A quick summary: winds prevented the launch on Saturday morning, so the launch was set for Sunday morning. Winds and not enough camping gear prevented my husband and I from spending a second night in the tent in the desert, so we spent the night at a motel in Barstow and spent some of Sunday morning tracking the balloon.
Tracking was interesting, as we had no internet coverage and intermittent cell phone coverage. We ended up talking to my mother, living in Virginia, who was watching the progress on the web at home. The balloon landed in a perfect spot (less than a mile off a road in a dry lake bed), but alas it wasn’t really on the road to Vegas, so my husband and I said goodbye and headed up highway 15 to get in a day and a half of playing tourist before my conference starts this morning.

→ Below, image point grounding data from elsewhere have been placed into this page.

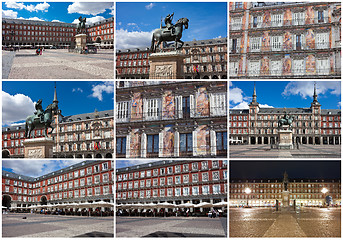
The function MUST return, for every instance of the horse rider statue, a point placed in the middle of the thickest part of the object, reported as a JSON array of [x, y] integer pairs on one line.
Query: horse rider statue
[[168, 22], [39, 111]]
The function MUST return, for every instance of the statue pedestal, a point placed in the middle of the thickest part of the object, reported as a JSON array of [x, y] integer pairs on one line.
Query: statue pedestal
[[38, 148], [285, 139], [165, 65], [81, 40]]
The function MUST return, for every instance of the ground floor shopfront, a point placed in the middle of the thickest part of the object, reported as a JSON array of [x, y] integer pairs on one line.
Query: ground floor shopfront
[[273, 139]]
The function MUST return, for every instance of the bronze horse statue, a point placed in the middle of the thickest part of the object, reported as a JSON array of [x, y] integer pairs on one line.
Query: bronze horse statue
[[34, 121], [164, 34]]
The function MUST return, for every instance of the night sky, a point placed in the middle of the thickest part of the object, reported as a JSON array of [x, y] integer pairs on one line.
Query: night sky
[[275, 169]]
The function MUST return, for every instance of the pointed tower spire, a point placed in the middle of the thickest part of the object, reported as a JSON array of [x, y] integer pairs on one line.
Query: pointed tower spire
[[254, 94], [315, 93]]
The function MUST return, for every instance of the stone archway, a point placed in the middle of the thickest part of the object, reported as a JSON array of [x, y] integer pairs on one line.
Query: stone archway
[[6, 201], [6, 153]]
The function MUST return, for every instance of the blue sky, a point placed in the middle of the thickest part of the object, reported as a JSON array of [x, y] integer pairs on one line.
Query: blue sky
[[67, 12], [285, 94], [36, 168], [75, 97], [137, 20]]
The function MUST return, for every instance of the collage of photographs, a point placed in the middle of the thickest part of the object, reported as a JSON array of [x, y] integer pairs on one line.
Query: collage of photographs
[[111, 127]]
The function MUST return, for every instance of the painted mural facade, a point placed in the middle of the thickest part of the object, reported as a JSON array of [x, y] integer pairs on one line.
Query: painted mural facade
[[309, 32]]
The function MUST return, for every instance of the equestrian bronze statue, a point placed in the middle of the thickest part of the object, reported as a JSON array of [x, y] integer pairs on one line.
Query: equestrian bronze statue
[[169, 32], [81, 27], [286, 120], [41, 119]]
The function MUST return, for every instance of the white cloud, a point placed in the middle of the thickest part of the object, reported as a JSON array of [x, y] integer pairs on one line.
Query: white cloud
[[37, 168], [105, 87], [16, 107], [15, 5], [90, 20], [149, 6], [77, 90], [305, 88], [31, 8], [133, 39], [9, 14], [90, 8]]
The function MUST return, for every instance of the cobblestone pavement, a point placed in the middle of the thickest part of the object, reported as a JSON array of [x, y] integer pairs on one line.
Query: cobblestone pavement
[[305, 151], [171, 226], [309, 222], [36, 225], [60, 64]]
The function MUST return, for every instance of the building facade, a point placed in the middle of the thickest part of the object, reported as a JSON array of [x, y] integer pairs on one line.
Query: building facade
[[87, 181], [166, 119], [266, 192], [205, 59], [30, 34], [173, 181], [89, 135], [258, 125], [285, 40]]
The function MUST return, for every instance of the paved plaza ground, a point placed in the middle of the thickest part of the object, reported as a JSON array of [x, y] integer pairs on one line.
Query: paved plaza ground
[[36, 225], [171, 227], [304, 151], [57, 64], [309, 222]]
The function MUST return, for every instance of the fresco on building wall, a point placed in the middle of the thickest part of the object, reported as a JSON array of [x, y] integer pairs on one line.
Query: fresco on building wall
[[265, 66], [266, 19], [135, 142], [265, 41], [168, 105], [136, 107], [202, 104], [309, 15], [287, 41], [287, 65], [203, 140], [287, 17], [168, 142], [310, 40], [310, 64]]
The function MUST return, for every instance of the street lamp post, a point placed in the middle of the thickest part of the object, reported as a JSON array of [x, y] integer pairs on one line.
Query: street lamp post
[[247, 191]]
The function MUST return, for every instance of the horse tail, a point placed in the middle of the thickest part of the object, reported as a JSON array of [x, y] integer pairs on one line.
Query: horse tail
[[152, 43]]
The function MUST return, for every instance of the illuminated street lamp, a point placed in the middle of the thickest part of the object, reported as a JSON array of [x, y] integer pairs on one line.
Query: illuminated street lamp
[[247, 191]]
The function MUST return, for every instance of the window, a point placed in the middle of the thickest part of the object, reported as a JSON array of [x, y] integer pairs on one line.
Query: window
[[152, 109], [276, 42], [255, 44], [123, 111], [194, 177], [205, 177], [221, 138], [277, 20], [322, 40], [298, 67], [153, 144], [186, 143], [322, 66], [299, 18], [275, 68], [320, 16], [254, 68], [205, 190]]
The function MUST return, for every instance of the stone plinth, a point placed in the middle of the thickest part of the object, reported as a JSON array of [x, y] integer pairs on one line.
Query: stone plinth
[[285, 139], [165, 65], [81, 40], [38, 148]]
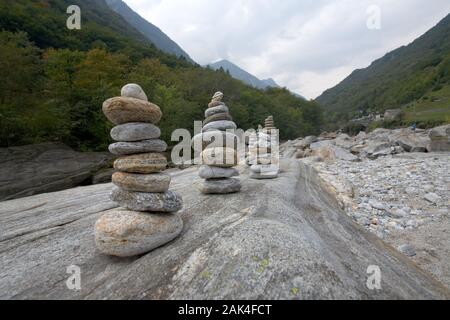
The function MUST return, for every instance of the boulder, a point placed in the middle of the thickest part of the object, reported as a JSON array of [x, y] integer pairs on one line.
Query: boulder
[[124, 233], [47, 167], [287, 239], [440, 139]]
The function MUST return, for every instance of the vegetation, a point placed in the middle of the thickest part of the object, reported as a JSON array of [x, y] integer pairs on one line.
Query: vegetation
[[405, 77], [55, 80]]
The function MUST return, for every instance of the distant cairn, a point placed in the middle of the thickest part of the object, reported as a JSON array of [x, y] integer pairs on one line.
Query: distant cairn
[[147, 219], [219, 155], [263, 152]]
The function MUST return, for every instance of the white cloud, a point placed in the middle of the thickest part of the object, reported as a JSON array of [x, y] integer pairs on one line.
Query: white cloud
[[305, 45]]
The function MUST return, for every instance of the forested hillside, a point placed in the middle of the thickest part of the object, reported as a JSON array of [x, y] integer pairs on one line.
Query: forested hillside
[[413, 77], [55, 80]]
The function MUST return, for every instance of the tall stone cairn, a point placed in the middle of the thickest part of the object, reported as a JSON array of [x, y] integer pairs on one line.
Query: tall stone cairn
[[146, 219], [265, 163], [219, 157]]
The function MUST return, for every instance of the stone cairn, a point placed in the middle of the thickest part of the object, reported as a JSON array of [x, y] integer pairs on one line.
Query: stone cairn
[[147, 219], [265, 163], [219, 154]]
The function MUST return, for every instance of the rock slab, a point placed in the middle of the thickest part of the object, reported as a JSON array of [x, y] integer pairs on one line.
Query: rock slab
[[124, 233]]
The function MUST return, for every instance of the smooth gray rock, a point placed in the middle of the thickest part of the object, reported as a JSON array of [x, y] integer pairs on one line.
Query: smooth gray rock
[[145, 146], [169, 201], [215, 138], [135, 131], [220, 125], [264, 176], [124, 233], [287, 239], [215, 110], [221, 186], [47, 167], [209, 172], [218, 117], [407, 250], [440, 139], [133, 90]]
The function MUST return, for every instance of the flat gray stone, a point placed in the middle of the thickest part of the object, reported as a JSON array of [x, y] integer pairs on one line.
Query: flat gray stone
[[215, 110], [218, 117], [287, 239], [145, 146], [125, 233], [220, 125], [133, 90], [135, 131], [169, 201], [221, 186], [153, 183], [210, 172]]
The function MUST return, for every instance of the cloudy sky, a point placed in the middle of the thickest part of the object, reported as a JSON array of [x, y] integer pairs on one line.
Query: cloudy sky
[[307, 46]]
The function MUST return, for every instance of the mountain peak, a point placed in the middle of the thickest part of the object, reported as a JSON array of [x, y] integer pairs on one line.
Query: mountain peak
[[150, 31], [240, 74]]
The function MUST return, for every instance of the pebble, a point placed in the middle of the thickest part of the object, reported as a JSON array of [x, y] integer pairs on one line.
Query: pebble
[[216, 110], [217, 117], [219, 157], [407, 250], [141, 163], [120, 110], [169, 201], [124, 233], [215, 139], [432, 197], [145, 146], [221, 186], [131, 132], [220, 125], [155, 183], [209, 172], [133, 90]]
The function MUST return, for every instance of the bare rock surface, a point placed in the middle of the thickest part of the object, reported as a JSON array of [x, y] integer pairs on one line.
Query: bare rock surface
[[46, 167], [280, 239]]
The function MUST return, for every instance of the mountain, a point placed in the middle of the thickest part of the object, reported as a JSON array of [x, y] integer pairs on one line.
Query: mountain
[[409, 77], [58, 79], [150, 31], [240, 74]]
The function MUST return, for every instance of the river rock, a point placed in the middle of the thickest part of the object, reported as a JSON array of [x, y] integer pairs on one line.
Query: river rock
[[133, 90], [220, 157], [136, 131], [209, 172], [264, 168], [220, 125], [215, 139], [213, 104], [169, 201], [120, 110], [141, 163], [440, 139], [262, 176], [154, 183], [145, 146], [218, 96], [215, 110], [124, 233], [220, 186], [218, 117]]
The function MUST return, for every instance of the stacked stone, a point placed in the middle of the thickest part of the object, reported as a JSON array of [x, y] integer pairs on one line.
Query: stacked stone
[[265, 163], [220, 157], [147, 219]]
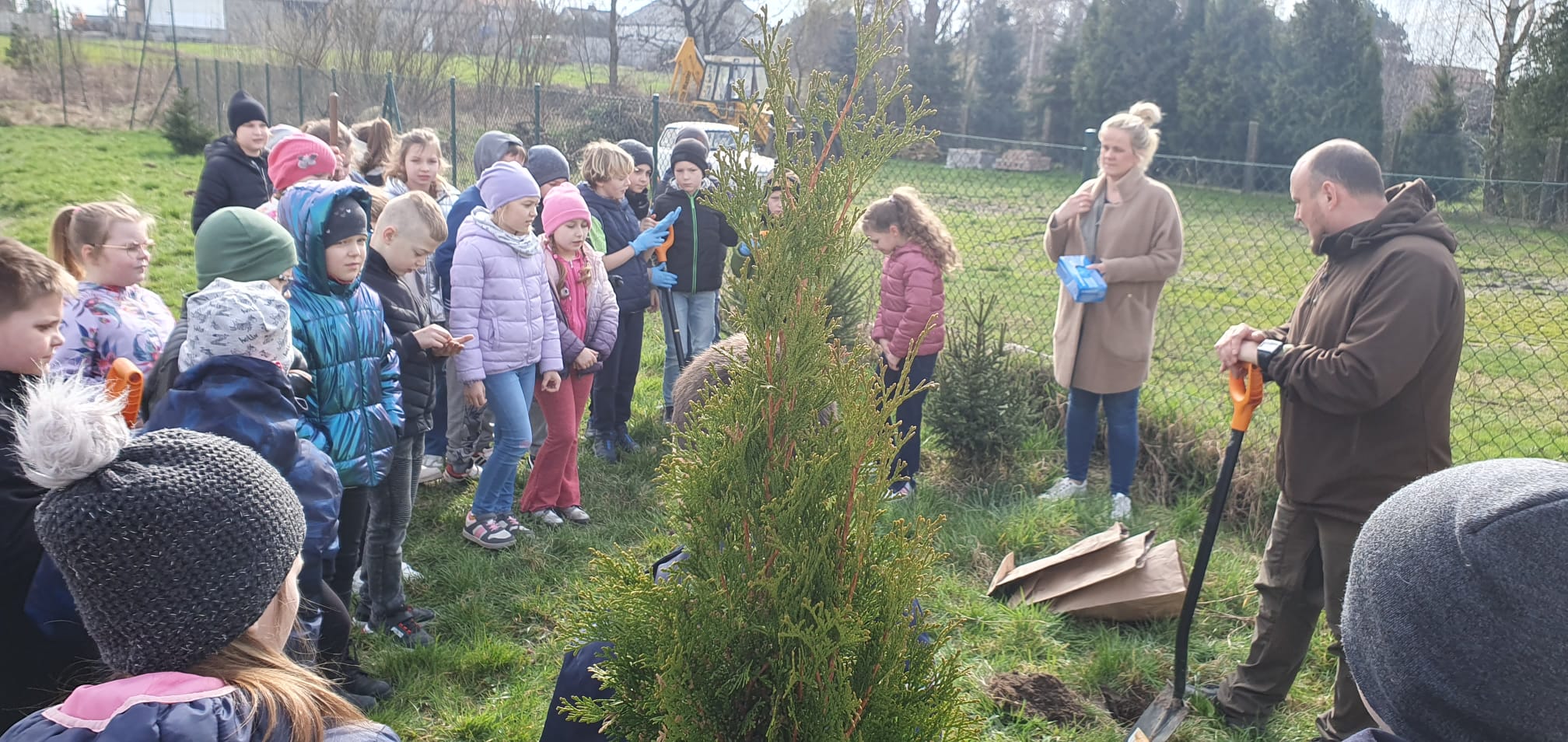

Stats: the balloon reached an altitude of at least 106,000 feet, and took more than 1000 pictures. Again, see the website for complete details and all of the pictures. The pictures are just in a directory now, but should be in some type of photo album for easier browsing soon. Thanks to WA8LMF for providing another way to track the balloon, including a plot on the map that showed the path and elevation of the balloon. Not quite as nice as Tufte’s favorite map of Napoleon’s march, but much more useful when one is wanting to see the path of the balloon. The path is no longer active on the website, but I’ll be contacting the webmaster to see if any screenshots were taken and post them here if I can obtain them.
Checking my email Sunday morning was an interesting experience. None of us had had any way to update the web page showing the launch information, so people thought that they had missed it or that the tracking wasn’t working correctly. I didn’t realize how many people were interested in the launch until there were messages on three or four different mailing lists (including that of a competitor to the product my brother manufactures for tracking) asking about the launch, stating their own site had had several hundred hits looking for the balloon, etc.
And to tie all of this in to something related to search engine marketing, web publication, and the like..I look forward to attending the PubCon sessions regarding website analytics and the time later this week that I’ll spend looking over the Google Analytics and server-based statistics. The page for the balloon was only put up about three days before the launch of the balloon, and when I left town Friday as the second most visited site on the page. For PubCon, I feel like I did when I first started applying to graduate school. I’ve been doing things on my own, learning as I go, and now it’s time to use what I’ve learned by trial and error and see how my understanding compares to the experts and see how I can improve things. Hope to meet some of you this week in Vegas!